Wednesday 23 January 2019

Banking Inquiry: Business models of some Irish banks 'flawed' in run up to crisis - former CEO of Irish Banking Federation

The Central Bank in Dublin
The Central Bank in Dublin

Clodagh Sheehy

The entire business models and activities of some Irish banks were flawed in the run up to the crisis according to the former CEO of the Irish Banking Federation.

Mr Pat Farrell said the aftermath of the crisis had shown that for some banks their entire model and activities were “fatally or fundamentally flawed” and could not be maintained.

Mr Farrell told the Banking Inquiry that common flaws included under-capitalisation, over dependence on wholesale funding, aggressive pricing and loosening of credit standards.

His organisation was not privy to, and did not have a role in adjudicating on, the funding or liquidity policies, the risk management models, or the composition skills and experience of the boards of individual banks”

He said as CEO he had “sought on several occasions to have broader dialogue with the Central Bank on general banking issues but was given the clear message that IFSRA was the primary conduit for engagement”.

Prior to the night of the Bank Guarantee, he stressed, IBF had no mandate from its Council to discuss specific government liquidity or solvency support initiatives for the sector with the authorities.

It was not a part to considerations by the authorities on such matters.

“During 2009 and particularly after the arrivals of Professor Honohan as Governor of the Central Bank of Ireland and Mathew Elderfield as Financial Regulator there was increased evidence of cross stakeholder working groups”.

These involved the Department of Finance and the Central Bank where IBF was a participant on sector wide issues such as mortgage arrears, access to credit, supporting SMEs in distress, codes of practice etc.

The former secretary general of Fianna Fail, asked about his relationships with Ministers and politicians during his term said this relationship was “appropriate and professional at all times”.

Mr Farrell was CEO of the IBF from January 2004 to June 2013.

He said as the crisis unfolded  during the second half of 2008 “the various members of the IBF became increasingly focussed on their own specific issues and it became apparent that for some of the subsidiaries of international banks the key decisions were being taken outside Ireland.”

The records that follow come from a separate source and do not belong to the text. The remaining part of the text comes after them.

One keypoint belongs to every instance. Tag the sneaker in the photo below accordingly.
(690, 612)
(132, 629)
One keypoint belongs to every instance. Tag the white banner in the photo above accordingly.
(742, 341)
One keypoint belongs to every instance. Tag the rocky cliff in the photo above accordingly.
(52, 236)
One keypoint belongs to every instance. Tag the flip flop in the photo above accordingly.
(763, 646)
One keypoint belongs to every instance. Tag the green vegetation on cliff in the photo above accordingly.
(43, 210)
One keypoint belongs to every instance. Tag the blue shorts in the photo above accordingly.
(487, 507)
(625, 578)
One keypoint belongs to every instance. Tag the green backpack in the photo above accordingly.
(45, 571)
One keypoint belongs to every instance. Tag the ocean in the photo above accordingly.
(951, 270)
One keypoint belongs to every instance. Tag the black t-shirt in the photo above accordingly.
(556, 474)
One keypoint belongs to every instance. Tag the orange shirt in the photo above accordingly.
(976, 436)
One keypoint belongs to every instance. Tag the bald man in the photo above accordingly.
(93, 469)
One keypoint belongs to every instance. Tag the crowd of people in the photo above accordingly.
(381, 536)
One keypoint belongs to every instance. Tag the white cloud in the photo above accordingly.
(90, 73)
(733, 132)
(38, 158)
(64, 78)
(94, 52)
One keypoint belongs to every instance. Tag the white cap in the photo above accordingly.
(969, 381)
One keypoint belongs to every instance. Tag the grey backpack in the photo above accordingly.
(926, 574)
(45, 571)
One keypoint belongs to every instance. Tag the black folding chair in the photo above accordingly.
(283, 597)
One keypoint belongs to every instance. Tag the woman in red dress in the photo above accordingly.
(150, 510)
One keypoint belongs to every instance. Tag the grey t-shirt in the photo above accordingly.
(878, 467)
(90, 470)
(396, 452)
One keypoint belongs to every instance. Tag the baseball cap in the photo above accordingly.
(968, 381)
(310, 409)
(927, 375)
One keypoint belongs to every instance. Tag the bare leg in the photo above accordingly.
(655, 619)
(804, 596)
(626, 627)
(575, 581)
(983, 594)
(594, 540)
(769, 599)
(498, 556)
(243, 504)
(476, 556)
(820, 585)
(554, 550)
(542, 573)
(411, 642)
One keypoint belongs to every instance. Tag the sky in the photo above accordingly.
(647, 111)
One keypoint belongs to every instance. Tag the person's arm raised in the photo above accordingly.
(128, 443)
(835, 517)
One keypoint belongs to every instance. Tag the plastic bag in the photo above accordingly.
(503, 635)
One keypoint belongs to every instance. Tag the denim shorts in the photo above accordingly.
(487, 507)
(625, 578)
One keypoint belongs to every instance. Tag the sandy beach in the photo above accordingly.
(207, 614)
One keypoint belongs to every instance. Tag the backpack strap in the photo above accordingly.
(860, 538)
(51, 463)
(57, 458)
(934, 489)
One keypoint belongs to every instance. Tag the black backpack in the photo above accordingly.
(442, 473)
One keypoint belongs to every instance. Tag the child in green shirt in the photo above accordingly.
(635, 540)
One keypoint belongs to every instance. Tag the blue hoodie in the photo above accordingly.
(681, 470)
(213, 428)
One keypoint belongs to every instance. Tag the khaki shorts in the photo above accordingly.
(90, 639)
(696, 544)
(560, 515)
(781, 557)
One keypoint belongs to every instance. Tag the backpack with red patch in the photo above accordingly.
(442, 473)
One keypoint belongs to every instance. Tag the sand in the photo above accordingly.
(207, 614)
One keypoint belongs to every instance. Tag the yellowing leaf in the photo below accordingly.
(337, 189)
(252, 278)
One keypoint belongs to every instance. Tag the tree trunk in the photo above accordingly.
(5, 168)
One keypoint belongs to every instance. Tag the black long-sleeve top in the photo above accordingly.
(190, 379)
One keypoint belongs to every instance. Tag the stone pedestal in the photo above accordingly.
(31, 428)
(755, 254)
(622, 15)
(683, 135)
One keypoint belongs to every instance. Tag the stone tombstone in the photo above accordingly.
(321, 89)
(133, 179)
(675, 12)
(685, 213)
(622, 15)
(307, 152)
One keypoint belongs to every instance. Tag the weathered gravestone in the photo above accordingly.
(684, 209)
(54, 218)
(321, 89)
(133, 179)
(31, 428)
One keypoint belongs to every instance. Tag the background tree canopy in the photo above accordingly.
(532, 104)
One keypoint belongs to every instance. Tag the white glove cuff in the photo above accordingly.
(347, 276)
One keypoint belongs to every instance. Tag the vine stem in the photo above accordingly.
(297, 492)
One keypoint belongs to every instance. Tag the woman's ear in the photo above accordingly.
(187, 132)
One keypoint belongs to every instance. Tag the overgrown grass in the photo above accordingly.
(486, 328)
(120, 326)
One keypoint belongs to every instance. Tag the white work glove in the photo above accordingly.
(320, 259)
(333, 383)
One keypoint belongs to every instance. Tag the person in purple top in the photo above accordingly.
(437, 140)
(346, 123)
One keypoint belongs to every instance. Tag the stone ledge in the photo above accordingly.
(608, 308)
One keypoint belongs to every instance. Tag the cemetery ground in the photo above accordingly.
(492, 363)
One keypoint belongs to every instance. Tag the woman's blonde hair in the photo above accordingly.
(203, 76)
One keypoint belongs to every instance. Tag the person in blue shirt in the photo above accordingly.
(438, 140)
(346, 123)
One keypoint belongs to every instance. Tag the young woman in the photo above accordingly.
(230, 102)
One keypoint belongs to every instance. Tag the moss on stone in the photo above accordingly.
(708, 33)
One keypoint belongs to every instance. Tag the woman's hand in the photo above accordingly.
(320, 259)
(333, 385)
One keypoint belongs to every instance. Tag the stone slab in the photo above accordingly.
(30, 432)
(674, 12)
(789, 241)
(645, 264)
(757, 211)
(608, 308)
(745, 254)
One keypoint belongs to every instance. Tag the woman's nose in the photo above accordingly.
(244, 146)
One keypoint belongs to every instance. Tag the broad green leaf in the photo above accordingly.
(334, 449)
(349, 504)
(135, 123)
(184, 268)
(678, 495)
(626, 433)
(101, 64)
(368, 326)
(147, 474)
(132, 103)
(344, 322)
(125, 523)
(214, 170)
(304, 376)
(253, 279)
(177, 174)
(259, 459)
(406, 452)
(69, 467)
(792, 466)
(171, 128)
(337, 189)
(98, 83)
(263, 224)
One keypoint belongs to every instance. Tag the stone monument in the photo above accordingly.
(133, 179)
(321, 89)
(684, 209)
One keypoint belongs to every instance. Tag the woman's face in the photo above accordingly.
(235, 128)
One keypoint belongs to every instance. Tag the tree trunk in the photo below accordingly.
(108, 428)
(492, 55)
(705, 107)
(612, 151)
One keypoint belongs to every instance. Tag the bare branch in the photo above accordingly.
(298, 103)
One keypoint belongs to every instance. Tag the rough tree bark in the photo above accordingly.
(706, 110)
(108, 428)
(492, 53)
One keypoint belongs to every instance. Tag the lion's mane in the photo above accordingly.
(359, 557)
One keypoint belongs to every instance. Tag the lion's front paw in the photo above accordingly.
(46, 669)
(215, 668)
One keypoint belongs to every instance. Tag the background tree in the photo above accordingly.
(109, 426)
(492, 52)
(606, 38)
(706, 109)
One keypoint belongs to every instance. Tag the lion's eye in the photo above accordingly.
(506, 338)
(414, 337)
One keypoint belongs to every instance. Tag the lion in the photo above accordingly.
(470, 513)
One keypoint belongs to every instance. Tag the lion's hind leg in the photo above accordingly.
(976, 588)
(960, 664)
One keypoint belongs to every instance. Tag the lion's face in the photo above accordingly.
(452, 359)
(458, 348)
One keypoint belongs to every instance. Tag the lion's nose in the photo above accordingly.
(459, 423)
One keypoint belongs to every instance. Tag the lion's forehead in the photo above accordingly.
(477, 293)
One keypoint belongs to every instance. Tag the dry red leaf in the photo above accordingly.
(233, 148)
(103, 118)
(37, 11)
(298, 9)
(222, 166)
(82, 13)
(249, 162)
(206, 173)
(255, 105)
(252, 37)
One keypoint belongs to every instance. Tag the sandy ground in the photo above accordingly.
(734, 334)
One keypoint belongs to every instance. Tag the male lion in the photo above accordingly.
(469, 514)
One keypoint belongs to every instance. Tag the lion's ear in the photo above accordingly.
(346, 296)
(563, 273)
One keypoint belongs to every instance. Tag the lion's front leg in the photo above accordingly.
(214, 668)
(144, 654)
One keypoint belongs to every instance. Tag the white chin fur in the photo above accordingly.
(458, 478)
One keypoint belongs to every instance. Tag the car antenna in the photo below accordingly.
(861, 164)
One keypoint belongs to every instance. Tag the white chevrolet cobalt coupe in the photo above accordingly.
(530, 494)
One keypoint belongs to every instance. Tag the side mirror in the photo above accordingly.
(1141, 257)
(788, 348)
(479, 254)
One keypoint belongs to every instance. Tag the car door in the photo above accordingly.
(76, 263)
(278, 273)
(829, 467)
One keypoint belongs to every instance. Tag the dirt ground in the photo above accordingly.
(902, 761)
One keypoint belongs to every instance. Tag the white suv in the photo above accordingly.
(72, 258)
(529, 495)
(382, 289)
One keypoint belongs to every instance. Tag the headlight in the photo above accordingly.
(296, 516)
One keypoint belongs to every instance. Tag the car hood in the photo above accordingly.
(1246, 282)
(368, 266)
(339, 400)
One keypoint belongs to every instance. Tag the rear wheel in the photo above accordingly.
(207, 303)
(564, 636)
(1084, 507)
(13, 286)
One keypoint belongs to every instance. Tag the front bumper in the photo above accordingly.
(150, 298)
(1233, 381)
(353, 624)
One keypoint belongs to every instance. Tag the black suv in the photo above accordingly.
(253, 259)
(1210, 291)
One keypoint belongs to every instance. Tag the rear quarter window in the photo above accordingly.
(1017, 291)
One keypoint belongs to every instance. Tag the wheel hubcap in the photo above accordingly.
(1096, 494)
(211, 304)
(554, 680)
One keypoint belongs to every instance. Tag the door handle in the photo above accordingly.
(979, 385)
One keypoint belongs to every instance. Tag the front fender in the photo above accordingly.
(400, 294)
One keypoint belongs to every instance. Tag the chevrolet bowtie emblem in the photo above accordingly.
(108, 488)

The members of the IBF Council, he added, “had differing senses of priorities, were reluctant to show their hands for obvious reasons”.

Engagement with the Central Bank, IFSRA and the State during this time tended to be focussed on issues such as bank support mechanisms for customers including those in mortgage arrears and IBF obligations arising from introduction of the Credit Institutions (Financial Support) Scheme (CIFS).

With regard to the Troika “we were used by the Troika as a source of information particularly during 2011 and 2012 and views were solicited on a range of themes.”

He added: “We had a number of discussions regarding judicial process; legislative and regulatory impediments we believed were exacerbating the problem and presenting barriers to resolution.”

Mr Farrell said all such interactions with the Troika were either done in conjunction with the Irish authorities or the details of the engagement were shared with the Irish authorities.

He declined to give details of his salary with the IBF saying it was a private organisation, not publicly funded, and his remuneration was a matter for himself and his employers.